In The New York Times editorial today, “Obama’s Other Surprise,” Thomas Friedman says:
Obamacare is based on the notion that a main reason we pay so much more than any other industrial nation for health care, without better results, is because the incentive structure in our system is wrong. Doctors and hospitals are paid primarily for procedures and tests, not health outcomes. The goal of the health care law is to flip this fee-for-services system (which some insurance companies are emulating) to one where the government pays doctors and hospitals to keep Medicare patients healthy and the services they do render are reimbursed more for their value than volume.

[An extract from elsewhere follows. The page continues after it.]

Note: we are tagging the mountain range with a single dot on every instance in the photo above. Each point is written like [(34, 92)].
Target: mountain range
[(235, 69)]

Friedman continues by saying that entrepreneurs are developing applications that sift through mounds of data to find the best health outcomes. Thomas Friedman is half right. While I am not sure what notion Obamacare is based on, other than what might have been politically possible, it is true that our incentive structure is wrong. We do need to stop paying for fee-for-services, and that is part of the problem. The other problem is the for-profit insurance industry, which has high administrative costs and attempts to avoid paying for clients’ medical care. The solution is a single-payer system that establishes global budgets for health care providers. This would still leave the market open for entrepreneurs because medical providers would want the most effective care to lower costs.
Our national health care cost as a percentage of GDP is currently at least 50 percent greater than any other nation. To reduce these costs, we need to eliminate all unnecessary expenses, whether they are unnecessary medical procedures or unnecessary administrative expenses caused by insurance companies that increase costs without adding value. Currently, 84 million people will be without health insurance at some point this year.
A single-payer system would cover everybody and reduce costs providing the best and only viable solution to our current and future health care dilemmas.